Oh Deus!...Onde Irei à Deriva Numa Noite assim?...
Fixando de olhar triste o imenso teto escondido e sombrio!
Discorrendo absorto no fulgor de algum vago ou ténue brilho…
Em busca de um qualquer cintilar longínquo, das eternas estrelas
Donde não vislumbro sinal de luz – Oh grande desilusão a minha!
Estão mudas!... Escuridão e silêncio absoluto!
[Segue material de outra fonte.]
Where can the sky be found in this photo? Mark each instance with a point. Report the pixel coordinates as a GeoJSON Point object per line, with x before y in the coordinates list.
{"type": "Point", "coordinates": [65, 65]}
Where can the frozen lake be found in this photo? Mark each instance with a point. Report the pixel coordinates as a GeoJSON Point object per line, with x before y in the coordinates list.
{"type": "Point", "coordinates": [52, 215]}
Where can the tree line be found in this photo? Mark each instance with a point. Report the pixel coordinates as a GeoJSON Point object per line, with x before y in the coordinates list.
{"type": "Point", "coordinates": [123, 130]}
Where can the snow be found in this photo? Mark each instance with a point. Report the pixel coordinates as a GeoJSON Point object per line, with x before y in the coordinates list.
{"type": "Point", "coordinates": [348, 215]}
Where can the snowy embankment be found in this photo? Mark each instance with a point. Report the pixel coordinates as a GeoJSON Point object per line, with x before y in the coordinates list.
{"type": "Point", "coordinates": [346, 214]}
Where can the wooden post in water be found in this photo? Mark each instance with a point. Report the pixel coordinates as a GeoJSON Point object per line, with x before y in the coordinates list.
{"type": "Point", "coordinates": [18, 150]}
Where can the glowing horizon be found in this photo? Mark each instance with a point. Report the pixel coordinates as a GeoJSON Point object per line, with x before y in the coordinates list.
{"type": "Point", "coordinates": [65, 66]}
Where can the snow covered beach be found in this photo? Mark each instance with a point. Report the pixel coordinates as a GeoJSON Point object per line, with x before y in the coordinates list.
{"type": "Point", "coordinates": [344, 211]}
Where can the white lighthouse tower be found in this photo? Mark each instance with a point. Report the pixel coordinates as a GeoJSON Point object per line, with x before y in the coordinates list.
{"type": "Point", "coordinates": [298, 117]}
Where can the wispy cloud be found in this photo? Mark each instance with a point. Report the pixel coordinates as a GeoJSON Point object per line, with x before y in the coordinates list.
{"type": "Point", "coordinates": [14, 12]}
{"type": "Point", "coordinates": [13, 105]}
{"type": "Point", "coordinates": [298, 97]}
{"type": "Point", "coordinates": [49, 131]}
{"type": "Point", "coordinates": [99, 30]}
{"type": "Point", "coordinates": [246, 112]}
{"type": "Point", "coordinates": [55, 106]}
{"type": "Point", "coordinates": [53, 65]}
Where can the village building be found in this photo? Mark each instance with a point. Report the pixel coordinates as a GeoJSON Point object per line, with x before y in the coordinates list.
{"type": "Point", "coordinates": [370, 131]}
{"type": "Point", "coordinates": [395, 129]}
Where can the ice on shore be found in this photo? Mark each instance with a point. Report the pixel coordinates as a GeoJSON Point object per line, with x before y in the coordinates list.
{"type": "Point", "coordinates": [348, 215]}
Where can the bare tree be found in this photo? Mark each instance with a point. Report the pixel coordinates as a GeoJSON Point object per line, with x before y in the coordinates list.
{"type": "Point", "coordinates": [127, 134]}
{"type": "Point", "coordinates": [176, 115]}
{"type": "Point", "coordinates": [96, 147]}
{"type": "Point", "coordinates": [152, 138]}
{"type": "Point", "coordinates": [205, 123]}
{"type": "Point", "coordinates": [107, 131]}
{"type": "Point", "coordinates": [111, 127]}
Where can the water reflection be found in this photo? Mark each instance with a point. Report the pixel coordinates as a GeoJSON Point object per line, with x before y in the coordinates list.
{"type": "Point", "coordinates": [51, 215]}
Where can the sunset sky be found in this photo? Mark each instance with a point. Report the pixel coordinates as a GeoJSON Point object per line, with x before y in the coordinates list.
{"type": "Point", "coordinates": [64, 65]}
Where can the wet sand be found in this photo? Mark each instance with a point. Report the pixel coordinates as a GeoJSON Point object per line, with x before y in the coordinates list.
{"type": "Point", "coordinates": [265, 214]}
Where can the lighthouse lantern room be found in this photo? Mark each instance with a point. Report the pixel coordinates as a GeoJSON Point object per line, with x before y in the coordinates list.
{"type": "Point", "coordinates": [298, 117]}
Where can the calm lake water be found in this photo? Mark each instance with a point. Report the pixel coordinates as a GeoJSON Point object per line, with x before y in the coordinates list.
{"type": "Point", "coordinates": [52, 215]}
Nenhum sinal de vida.!
Avança em turbilhões de fumo e vertigem o tumulto da vaga!
Só as escuríssimas ondas, e, atrás delas, outras ondas mais ainda!
Ao mesmo tempo que nos ares se enrola e desvanece a baça névoa!
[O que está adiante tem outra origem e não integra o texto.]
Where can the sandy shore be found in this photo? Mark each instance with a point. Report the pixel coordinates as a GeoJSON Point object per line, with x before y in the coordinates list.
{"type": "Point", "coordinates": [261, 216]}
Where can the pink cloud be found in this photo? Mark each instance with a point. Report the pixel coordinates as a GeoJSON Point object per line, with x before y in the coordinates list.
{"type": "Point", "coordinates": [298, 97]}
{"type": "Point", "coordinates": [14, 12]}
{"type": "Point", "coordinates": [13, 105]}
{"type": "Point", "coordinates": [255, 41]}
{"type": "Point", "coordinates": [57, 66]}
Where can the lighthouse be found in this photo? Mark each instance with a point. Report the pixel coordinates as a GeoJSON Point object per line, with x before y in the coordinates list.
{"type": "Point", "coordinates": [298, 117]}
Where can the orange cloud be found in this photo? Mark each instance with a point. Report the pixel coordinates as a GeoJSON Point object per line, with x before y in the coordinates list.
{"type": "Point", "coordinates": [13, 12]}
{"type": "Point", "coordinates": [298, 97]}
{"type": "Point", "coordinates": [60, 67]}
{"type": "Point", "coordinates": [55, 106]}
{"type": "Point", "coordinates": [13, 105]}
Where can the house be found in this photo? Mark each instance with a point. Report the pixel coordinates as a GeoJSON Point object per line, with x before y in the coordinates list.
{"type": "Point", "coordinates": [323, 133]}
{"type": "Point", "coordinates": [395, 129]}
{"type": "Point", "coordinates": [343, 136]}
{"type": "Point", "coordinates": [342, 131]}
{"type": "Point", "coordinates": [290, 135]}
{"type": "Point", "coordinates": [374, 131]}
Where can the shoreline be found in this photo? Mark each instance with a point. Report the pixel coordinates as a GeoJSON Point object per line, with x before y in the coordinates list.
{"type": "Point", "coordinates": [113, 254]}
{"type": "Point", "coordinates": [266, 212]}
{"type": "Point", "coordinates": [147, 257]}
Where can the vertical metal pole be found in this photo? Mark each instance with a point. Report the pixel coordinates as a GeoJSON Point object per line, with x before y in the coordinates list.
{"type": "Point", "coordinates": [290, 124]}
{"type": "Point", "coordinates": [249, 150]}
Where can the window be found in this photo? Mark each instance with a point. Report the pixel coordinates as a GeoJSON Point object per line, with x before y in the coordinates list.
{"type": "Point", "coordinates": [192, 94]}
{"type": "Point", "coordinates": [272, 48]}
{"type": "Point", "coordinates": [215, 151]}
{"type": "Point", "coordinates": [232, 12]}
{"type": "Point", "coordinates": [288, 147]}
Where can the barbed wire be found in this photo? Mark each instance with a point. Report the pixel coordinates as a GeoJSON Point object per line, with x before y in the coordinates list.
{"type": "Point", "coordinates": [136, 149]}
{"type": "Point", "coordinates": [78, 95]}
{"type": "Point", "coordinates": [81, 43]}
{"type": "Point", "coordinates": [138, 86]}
Erguem-se e perpassam à minha volta, fugazes rolos de inúmeros trapos!
Que se fundem e refundem, num duelo incessante, desvairado torvelinho!
Enquanto meus olhos, mergulhados de afronta, pasmo, medo e mistério,
Me provocam mil interrogações! - Se alucinam de díspares e mil perguntas!
Varrem e escrutinam, todos os confins do convulsivo e misterioso oceano!
Perdidos na superfície da ondulante massa escura, imensa sepultura aberta!
Sim, a sós, comigo e com a minha intimidade, aqui vogo, voz emudecida
Flutuando à deriva e à solta, acima e abaixo de alterosos montes e sulcos
De negras e altas montanhas líquidas, que, vão cavalgando ao meu encontro,
Ora se erguem, abruptamente, ora parece que nelas me envolvo e afundo.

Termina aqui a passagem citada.